Le paradoxe des carburants

Une station service le 13 novembre
(Photo AFP)

On sortait à peine de la grève des carburants qu’on est retombé dans le rush aux pompes, les queues de voitures et un début de pénurie. Motif : le gouvernement réduit dès demain sa « prime » de 30 centimes à 10 centimes.

LE COMPORTEMENT des automobilistes suffit à décrire les contradictions dans lesquelles nous abordons la crise climatique : qui se sent vraiment concerné ? Chaque citoyen semble estimer qu’il doit défendre l’usage de sa voiture quoi qu’il en coûte tout en proclamant qu’il contribue jour et nuit à la lutte contre les effets des gaz de serre.

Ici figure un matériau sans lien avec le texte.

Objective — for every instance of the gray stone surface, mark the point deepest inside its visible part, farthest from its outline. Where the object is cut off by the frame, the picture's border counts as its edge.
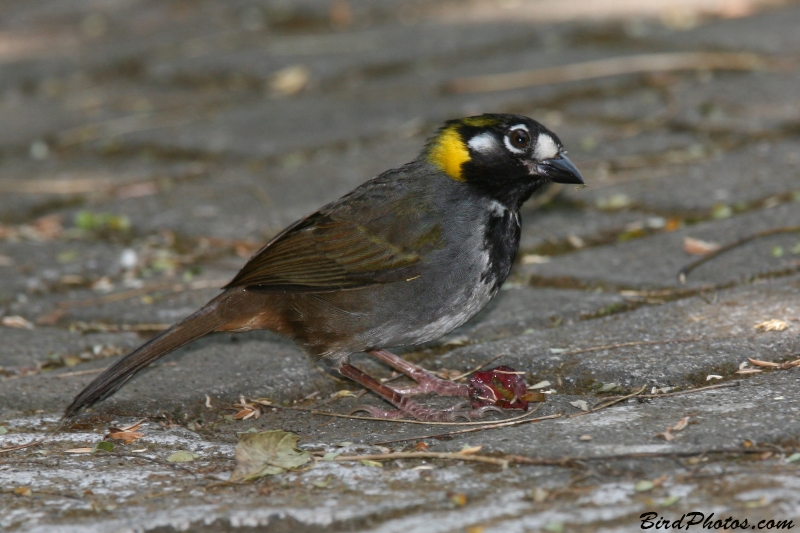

Du coup, il n’y a pas, comme d’habitude, de coupable : l’automobile n’est plus un luxe depuis longtemps et le sort des ruraux en dépend ;  et quand on reproche au gouvernement la diminution de la prime, on reçoit un rappel à l’ordre : une mesure d’urgence n’est pas pérenne par définition et l’objectif prioritaire, c’est la réduction de la pollution.

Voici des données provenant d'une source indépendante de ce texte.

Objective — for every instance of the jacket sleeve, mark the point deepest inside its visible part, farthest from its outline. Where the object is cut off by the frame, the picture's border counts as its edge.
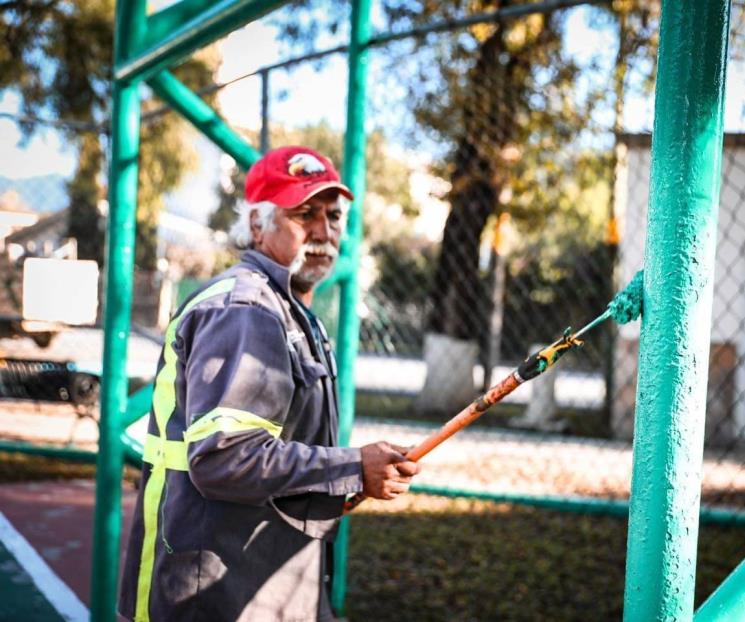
(238, 387)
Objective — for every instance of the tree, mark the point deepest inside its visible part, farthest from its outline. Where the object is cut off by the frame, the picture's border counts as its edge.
(58, 55)
(523, 124)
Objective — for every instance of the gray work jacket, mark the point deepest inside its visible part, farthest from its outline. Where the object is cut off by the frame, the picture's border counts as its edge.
(242, 482)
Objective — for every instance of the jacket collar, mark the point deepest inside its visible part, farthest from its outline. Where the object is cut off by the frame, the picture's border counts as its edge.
(280, 275)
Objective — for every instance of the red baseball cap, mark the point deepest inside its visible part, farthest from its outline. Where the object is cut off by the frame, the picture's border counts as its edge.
(289, 176)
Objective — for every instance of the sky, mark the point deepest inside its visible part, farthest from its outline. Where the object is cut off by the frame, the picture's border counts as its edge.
(302, 96)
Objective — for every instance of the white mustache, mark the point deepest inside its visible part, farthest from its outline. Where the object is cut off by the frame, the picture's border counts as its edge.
(319, 248)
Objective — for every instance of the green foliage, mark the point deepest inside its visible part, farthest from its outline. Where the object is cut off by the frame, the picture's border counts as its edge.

Huit milliards de terriens.

Les Français ne sont pas les seuls à adopter un comportement illogique et paradoxal. Les Allemands ont renoncé un peu trop vite à l’électricité nucléaire pour rouvrir ensuite des mines de charbon et devenir accrocs au gaz russe. Erreur stratégique qu’ils n’ont pas fini de payer, et nous avec eux, car la pollution n’a pas de frontières et que leurs nuages toxiques peuvent survoler le territoire français. Mais le réchauffement climatique ne saurait être combattu par de feintes offensives. Il exige des huit milliards d’habitants de la planète une sincérité à toute épreuve, ce qui n’est pas le cas.

Des sacrifices.

En France, l’intervention du gouvernement a rendu l’essence relativement bon marché et a augmenté sensiblement les achats. Les automobilistes étaient au paradis ; il y a eu une courte période où ils faisaient objectivement des économies. Le retour à la réalité climatique est brutal, mais qui s’en étonnera ? Il est temps de comprendre que la lutte contre la pollution de la planète exige des sacrifices de l’humanité. C’est une course entre la consommation d’énergie et la mise sur le marché d’énergies renouvelables en quantité massive.

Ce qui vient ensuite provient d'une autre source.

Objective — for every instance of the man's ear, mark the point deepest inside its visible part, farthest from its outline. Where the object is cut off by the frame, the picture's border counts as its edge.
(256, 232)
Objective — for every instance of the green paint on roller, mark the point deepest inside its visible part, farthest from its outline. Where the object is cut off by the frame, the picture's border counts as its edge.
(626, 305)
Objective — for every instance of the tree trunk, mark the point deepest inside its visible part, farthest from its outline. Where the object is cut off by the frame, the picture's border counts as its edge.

Une accélération du réchauffement.

Un minimum  de clairvoyance nous conduit donc à penser que nous sommes aujourd’hui dans la phase la plus meurtrière de la guerre contre le réchauffement. C’est un créneau que nous n’avons pas le droit de manquer : si nous ne mettons pas le holà à notre gloutonnerie pour les énergies fossiles dès maintenant, la hausse de la température moyenne de la planète dépassera les prévisions les plus pessimistes. Nous observons en effet une accélération du réchauffement, une démographie qui fait que nous sommes huit milliards d’humains, avec des conséquences dont nous souffrons beaucoup. Pour le confort de la voiture, nous essuyons  incendies de forêts, inondations, fonte des glaciers et autres malédictions auxquelles nul ne peut être insensible.

Toujours plus d’enfants ?

Tant que le parc automobile mondial n’est pas totalement électrifié, nous devons utiliser nos véhicules particuliers avec la plus grande prudence. Les professionnels en télétravail rangent leur voiture au garage ; les promenades de week end doivent être bannies ; les sorties en ville doivent être plus rares ; le nombre d’enfants par foyer devrait être réduit, même si le dessein démographique de l’État reste une hausse du nombre de citoyens français. Nous commençons à peine à comprendre ce à quoi nous expose la crise climatique. Mais nous pressentons les sacrifices à faire et ceux que nous n’imaginons même pas pour le moment.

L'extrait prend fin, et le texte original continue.